Topology & Chaos Patterns

This page focuses on cluster manipulation: node control, chaos patterns, and what the tooling supports today.

Node control availability

Supported: restart/peer control via NodeControlHandle (compose runner).
Not supported: local runner does not expose node control; k8s runner does not support it yet.

Restarts: random restarts with minimum delay/cooldown to test recovery.
Partitions: block/unblock peers to simulate partial isolation, then assert height convergence after healing.
Validator churn: stop one validator and start another (new key) mid-run to test membership changes; expect convergence.
Load SLOs: push tx/DA rates and assert inclusion/availability budgets instead of only liveness.
API probes: poll HTTP/RPC endpoints during chaos to ensure external contracts stay healthy (shape + latency).
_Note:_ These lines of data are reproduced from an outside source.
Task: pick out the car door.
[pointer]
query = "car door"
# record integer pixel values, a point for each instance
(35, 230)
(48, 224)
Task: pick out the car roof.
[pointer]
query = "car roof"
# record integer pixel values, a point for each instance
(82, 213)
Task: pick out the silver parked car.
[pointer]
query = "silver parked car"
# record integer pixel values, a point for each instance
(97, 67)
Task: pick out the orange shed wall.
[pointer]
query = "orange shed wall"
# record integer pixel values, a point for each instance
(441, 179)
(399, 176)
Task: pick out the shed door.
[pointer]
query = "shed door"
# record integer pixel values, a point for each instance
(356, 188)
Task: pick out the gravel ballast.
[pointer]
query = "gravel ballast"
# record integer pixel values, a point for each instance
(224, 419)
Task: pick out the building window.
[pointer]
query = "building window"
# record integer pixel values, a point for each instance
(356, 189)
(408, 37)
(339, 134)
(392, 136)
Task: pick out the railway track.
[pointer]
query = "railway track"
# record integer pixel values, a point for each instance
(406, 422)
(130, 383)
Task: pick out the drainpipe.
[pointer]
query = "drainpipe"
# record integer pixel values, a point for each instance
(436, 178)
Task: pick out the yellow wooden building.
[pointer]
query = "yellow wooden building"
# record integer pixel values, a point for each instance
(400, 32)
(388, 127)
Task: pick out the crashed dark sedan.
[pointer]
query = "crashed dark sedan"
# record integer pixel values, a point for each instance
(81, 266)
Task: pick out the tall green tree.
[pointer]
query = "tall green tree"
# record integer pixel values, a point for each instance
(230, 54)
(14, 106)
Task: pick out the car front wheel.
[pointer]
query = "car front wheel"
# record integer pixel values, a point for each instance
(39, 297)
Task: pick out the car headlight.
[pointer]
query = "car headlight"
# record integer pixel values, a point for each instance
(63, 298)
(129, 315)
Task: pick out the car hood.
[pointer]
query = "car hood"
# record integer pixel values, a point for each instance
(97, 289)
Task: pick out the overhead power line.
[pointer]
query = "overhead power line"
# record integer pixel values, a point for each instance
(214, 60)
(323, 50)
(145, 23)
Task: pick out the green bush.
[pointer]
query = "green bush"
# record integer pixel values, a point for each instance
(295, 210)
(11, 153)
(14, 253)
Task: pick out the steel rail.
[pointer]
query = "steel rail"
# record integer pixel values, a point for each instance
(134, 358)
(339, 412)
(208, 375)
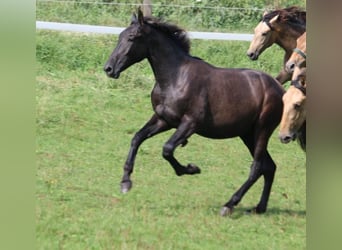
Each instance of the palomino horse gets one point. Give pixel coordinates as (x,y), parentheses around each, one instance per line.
(195,97)
(293,122)
(282,27)
(297,58)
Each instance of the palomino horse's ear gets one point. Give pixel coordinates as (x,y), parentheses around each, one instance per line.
(140,16)
(274,19)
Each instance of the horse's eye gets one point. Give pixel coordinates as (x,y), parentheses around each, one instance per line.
(296,106)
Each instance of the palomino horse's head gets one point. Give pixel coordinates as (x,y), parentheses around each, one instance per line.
(294,111)
(264,37)
(298,57)
(131,47)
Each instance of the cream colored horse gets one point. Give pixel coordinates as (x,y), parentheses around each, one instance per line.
(282,27)
(297,61)
(293,121)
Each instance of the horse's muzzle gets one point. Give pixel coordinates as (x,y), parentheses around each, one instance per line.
(110,72)
(253,56)
(287,138)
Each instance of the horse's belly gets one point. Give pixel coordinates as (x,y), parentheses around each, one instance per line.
(226,130)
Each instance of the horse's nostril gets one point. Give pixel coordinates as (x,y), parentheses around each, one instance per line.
(108,69)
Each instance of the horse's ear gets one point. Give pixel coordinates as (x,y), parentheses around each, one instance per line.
(140,16)
(133,18)
(147,8)
(274,19)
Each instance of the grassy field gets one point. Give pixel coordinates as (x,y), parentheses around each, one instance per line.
(85,122)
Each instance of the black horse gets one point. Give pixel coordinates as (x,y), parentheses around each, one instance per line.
(196,97)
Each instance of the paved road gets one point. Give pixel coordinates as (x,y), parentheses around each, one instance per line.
(116,30)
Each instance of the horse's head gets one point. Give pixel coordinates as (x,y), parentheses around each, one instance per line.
(264,37)
(294,113)
(298,57)
(131,47)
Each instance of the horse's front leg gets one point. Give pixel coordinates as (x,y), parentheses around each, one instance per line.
(183,132)
(151,128)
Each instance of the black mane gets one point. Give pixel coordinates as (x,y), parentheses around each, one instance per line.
(177,34)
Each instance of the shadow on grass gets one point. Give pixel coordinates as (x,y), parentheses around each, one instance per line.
(244,211)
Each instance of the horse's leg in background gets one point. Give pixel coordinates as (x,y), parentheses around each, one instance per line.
(151,128)
(183,132)
(283,76)
(262,165)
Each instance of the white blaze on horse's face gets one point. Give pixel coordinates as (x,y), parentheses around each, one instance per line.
(263,38)
(294,114)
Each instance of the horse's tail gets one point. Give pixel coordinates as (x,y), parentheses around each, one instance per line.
(301,136)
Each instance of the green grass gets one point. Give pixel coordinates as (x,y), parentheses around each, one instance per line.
(204,15)
(85,122)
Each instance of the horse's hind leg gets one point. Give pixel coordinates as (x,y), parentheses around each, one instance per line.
(262,165)
(183,132)
(152,127)
(254,175)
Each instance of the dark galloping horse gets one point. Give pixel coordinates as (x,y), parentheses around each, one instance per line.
(196,97)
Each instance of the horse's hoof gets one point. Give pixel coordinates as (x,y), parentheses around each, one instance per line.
(255,210)
(126,186)
(193,169)
(226,211)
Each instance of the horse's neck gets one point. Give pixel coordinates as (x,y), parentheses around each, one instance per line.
(287,39)
(165,60)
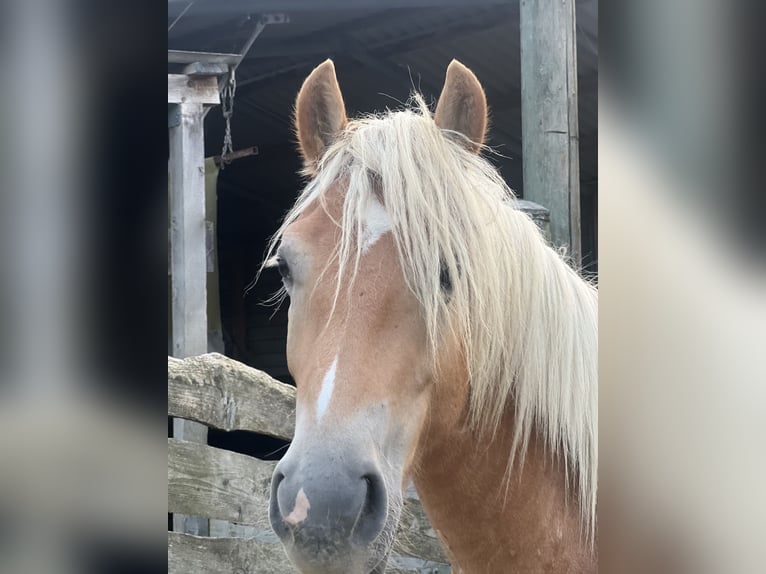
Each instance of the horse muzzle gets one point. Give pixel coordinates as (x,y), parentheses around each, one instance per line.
(329,509)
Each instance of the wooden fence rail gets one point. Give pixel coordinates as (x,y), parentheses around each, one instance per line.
(215,483)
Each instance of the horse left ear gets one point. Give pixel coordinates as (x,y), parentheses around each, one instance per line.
(462,105)
(320,114)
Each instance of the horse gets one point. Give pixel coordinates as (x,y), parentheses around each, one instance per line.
(433,335)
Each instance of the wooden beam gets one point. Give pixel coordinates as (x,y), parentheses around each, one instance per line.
(217,483)
(188,260)
(183,89)
(186,57)
(228,395)
(549,116)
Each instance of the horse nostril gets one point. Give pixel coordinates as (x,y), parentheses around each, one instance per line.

Liveness/height convergence after chaos windows.
SLO checks: inclusion latency, DA responsiveness, API latency/shape.
Recovery checks: ensure nodes that were isolated or restarted catch up to cluster height within a timeout.

Keep chaos realistic: avoid flapping or patterns you wouldn't operate in prod.
Scope chaos: choose validators vs executors intentionally; don't restart all nodes at once unless you're testing full outages.
Combine chaos with observability: capture block feed/metrics and API health so failures are diagnosable.